We had been hitting the vaporizer at the house of our buddy Spark, the Vietnam vet on dialysis, enjoying a calm afternoon until this high school girlfriend of Jetta's, Emily, started getting drunk and disorderly, demanding that Hippie take her home.
Spark, who lives in the middle of the village of Verona in Indiana didn't want crazy drunk girls drawing attention. So he loaded the girl into his beat-up 1980 Chevy Luv truck with a 1969 Indiana plate that had no updated stickers and drove to the city of Seymour about nightfall.

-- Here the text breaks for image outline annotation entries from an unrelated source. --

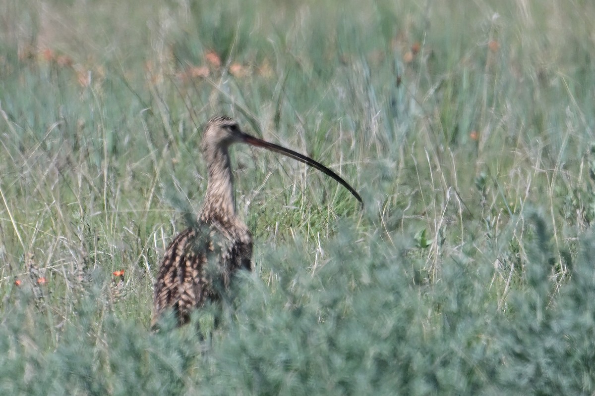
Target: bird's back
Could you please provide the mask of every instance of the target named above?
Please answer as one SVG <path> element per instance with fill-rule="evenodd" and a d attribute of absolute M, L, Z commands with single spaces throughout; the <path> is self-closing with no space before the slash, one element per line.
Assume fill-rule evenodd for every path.
<path fill-rule="evenodd" d="M 251 269 L 252 251 L 252 236 L 235 217 L 221 221 L 202 216 L 178 234 L 159 268 L 152 327 L 169 309 L 183 325 L 194 309 L 218 300 L 236 271 Z"/>

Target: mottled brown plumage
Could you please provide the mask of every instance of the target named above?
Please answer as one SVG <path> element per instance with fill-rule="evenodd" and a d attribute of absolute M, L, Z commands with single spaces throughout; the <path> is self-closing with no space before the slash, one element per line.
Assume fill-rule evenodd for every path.
<path fill-rule="evenodd" d="M 163 313 L 173 310 L 179 325 L 206 301 L 216 300 L 240 269 L 251 269 L 252 238 L 236 216 L 228 149 L 236 142 L 264 147 L 315 167 L 358 193 L 333 171 L 314 160 L 240 130 L 228 117 L 209 121 L 202 137 L 202 151 L 208 170 L 206 195 L 197 224 L 176 236 L 165 251 L 155 284 L 151 325 Z"/>

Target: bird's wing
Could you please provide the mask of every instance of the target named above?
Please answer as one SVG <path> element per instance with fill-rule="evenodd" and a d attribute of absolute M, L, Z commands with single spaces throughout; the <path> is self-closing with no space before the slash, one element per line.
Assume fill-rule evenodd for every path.
<path fill-rule="evenodd" d="M 180 324 L 189 318 L 192 308 L 204 303 L 205 270 L 213 244 L 208 229 L 193 227 L 183 231 L 170 244 L 155 284 L 152 327 L 161 314 L 172 308 Z"/>

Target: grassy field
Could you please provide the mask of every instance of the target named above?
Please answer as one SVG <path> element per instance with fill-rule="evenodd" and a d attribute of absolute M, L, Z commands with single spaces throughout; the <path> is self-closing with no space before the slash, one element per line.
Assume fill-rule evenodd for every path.
<path fill-rule="evenodd" d="M 0 0 L 0 394 L 595 394 L 595 3 Z M 255 270 L 154 333 L 226 114 Z M 215 315 L 223 312 L 220 326 Z"/>

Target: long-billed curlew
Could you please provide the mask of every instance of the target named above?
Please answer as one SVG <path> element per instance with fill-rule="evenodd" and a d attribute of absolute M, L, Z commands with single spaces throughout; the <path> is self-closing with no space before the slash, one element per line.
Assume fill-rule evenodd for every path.
<path fill-rule="evenodd" d="M 188 322 L 195 308 L 216 300 L 238 270 L 251 270 L 252 237 L 236 216 L 228 148 L 236 142 L 264 147 L 290 157 L 331 176 L 362 202 L 359 195 L 336 173 L 293 150 L 243 132 L 228 117 L 215 117 L 206 125 L 202 151 L 206 160 L 206 196 L 196 224 L 176 236 L 165 251 L 155 284 L 151 326 L 173 310 L 178 325 Z"/>

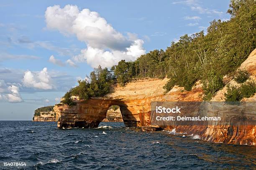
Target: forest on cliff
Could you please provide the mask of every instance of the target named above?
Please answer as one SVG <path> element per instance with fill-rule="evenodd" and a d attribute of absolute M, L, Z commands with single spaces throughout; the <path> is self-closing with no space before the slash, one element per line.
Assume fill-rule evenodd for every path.
<path fill-rule="evenodd" d="M 84 100 L 104 95 L 109 92 L 115 80 L 125 86 L 135 78 L 166 76 L 169 79 L 164 88 L 166 92 L 175 85 L 190 90 L 201 80 L 204 100 L 210 100 L 224 85 L 225 75 L 240 76 L 245 80 L 248 77 L 246 72 L 236 71 L 256 48 L 256 5 L 253 0 L 232 0 L 227 11 L 231 15 L 230 20 L 213 20 L 207 33 L 202 30 L 192 35 L 185 34 L 165 50 L 150 51 L 134 61 L 122 60 L 110 69 L 99 66 L 91 72 L 90 81 L 79 80 L 79 85 L 67 92 L 63 103 L 75 104 L 71 95 Z M 239 90 L 251 90 L 251 95 L 255 92 L 255 83 L 244 86 L 242 90 L 229 87 L 226 100 L 239 100 L 243 96 Z M 237 92 L 240 94 L 238 97 L 235 94 Z"/>

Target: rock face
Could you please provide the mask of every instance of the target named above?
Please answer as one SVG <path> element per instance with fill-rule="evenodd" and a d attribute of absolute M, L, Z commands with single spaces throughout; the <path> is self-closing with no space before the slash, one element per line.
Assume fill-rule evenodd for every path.
<path fill-rule="evenodd" d="M 123 118 L 120 109 L 114 110 L 112 108 L 109 109 L 107 111 L 107 117 L 102 122 L 123 122 Z"/>
<path fill-rule="evenodd" d="M 55 122 L 56 121 L 55 112 L 40 112 L 40 115 L 34 116 L 34 122 Z"/>
<path fill-rule="evenodd" d="M 255 76 L 255 65 L 256 49 L 241 67 L 248 70 L 252 76 Z M 251 69 L 252 67 L 254 68 Z M 115 85 L 113 87 L 113 92 L 103 97 L 94 98 L 86 101 L 75 100 L 77 104 L 73 107 L 61 103 L 56 105 L 54 109 L 56 119 L 59 119 L 58 127 L 96 128 L 106 118 L 109 108 L 112 105 L 117 105 L 120 107 L 124 123 L 127 127 L 144 127 L 148 129 L 148 127 L 154 126 L 155 128 L 158 127 L 151 125 L 151 102 L 202 101 L 203 90 L 200 81 L 190 91 L 184 90 L 183 88 L 174 86 L 165 94 L 163 87 L 167 80 L 167 78 L 144 79 L 129 82 L 124 87 Z M 251 98 L 250 101 L 256 101 L 255 97 Z M 215 99 L 215 101 L 223 100 L 221 98 Z M 241 115 L 238 112 L 234 115 L 237 116 Z M 254 118 L 255 116 L 253 115 Z M 207 141 L 256 145 L 255 125 L 239 125 L 239 121 L 236 121 L 234 125 L 175 125 L 160 128 L 174 130 L 178 133 L 185 132 L 187 135 L 197 135 L 201 140 Z"/>

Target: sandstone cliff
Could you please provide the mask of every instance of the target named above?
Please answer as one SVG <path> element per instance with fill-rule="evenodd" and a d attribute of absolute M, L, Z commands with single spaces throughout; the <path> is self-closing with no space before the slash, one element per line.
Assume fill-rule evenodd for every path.
<path fill-rule="evenodd" d="M 123 118 L 120 109 L 118 108 L 114 110 L 110 108 L 107 112 L 106 118 L 102 120 L 102 122 L 123 122 Z"/>
<path fill-rule="evenodd" d="M 34 122 L 55 122 L 56 114 L 54 112 L 40 112 L 40 116 L 34 116 Z"/>
<path fill-rule="evenodd" d="M 241 68 L 248 70 L 254 79 L 256 72 L 256 49 L 241 65 Z M 113 92 L 103 97 L 94 98 L 86 101 L 77 100 L 77 105 L 69 107 L 60 103 L 54 110 L 59 119 L 59 128 L 95 128 L 106 118 L 108 108 L 112 105 L 120 107 L 124 123 L 126 126 L 152 126 L 151 116 L 152 102 L 201 101 L 203 90 L 199 81 L 192 90 L 186 91 L 184 88 L 175 86 L 168 93 L 164 93 L 163 87 L 168 79 L 144 79 L 132 82 L 124 87 L 115 85 Z M 231 80 L 230 83 L 232 83 Z M 220 90 L 212 101 L 223 101 L 226 87 Z M 256 101 L 255 95 L 249 99 Z M 240 118 L 239 112 L 233 118 Z M 248 115 L 243 115 L 246 119 Z M 251 116 L 251 115 L 250 115 Z M 250 117 L 251 118 L 251 117 Z M 253 115 L 253 119 L 255 115 Z M 254 120 L 254 119 L 253 119 Z M 256 126 L 249 124 L 240 124 L 240 120 L 233 119 L 229 124 L 215 125 L 175 125 L 161 128 L 169 130 L 175 129 L 178 133 L 200 135 L 204 140 L 241 145 L 256 145 Z"/>

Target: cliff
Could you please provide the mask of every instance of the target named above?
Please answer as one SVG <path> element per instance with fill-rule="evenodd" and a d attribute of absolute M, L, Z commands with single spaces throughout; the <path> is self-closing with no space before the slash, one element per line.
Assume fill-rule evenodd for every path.
<path fill-rule="evenodd" d="M 40 112 L 40 116 L 34 116 L 34 122 L 55 122 L 55 112 L 54 111 Z"/>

"There's nothing in the Constitution or Bill of Rights that says you need a license and registration," Hippie had informed us, citing examples of libertarian eccentrics who had managed to beat the DMV on such grounds. "We have the right to travel without being harassed."
I had always countered that the state of Indiana, especially Jackson County, didn't see things that way. Some people are born soldiers though, always fighting for truth and justice. So the blueberries and cherries flashed in Hippie's review mirror.
The Seymour city cop must have wondered if the coffee at the police station was spiked with LSD when his headlights illuminated the 1969 Indiana plate. He must have suspected the dreadlocked bro in the driver's seat was on his way to Woodstock, New York. Who knows? Because the cop's body cam conveniently shut off before he opened the door to the Chevy Luv, grabbed Hippie and wrestled him out of the car where he slapped cuffs on our friend before charging him with a crime. Later, once Hippie had been placed in the backseat, the cops discovered a jar containing a few ounces of Mendo Magic.
"You guys don't even know the law," Hippie told the judge and District Attorney back in October.
"Maybe you should go to law school," the judge replied. "Or hire an attorney."
This time they found Hippie guilty on all counts while Jetta and I wined and dined with friends out here in Mendo where weed spills out of the seams like GMO corn along the roadsides during harvest time in Indiana.
Living in the Emerald Triangle one can grow annoyed at all the opportunists easing in on green bud bucks. But now I meditate in forest silence and have to remember all the folks like your buddy Spark in Indiana who really needs medical marijuana. And I have to salute my warrior friend Hippie Mike. Hopefully he's a celebrity by now. At least a small contingent of friends have staged a demonstration outside the county courthouse with pro-cannabis posters including one proclaiming "FREE HIPPIE MIKE."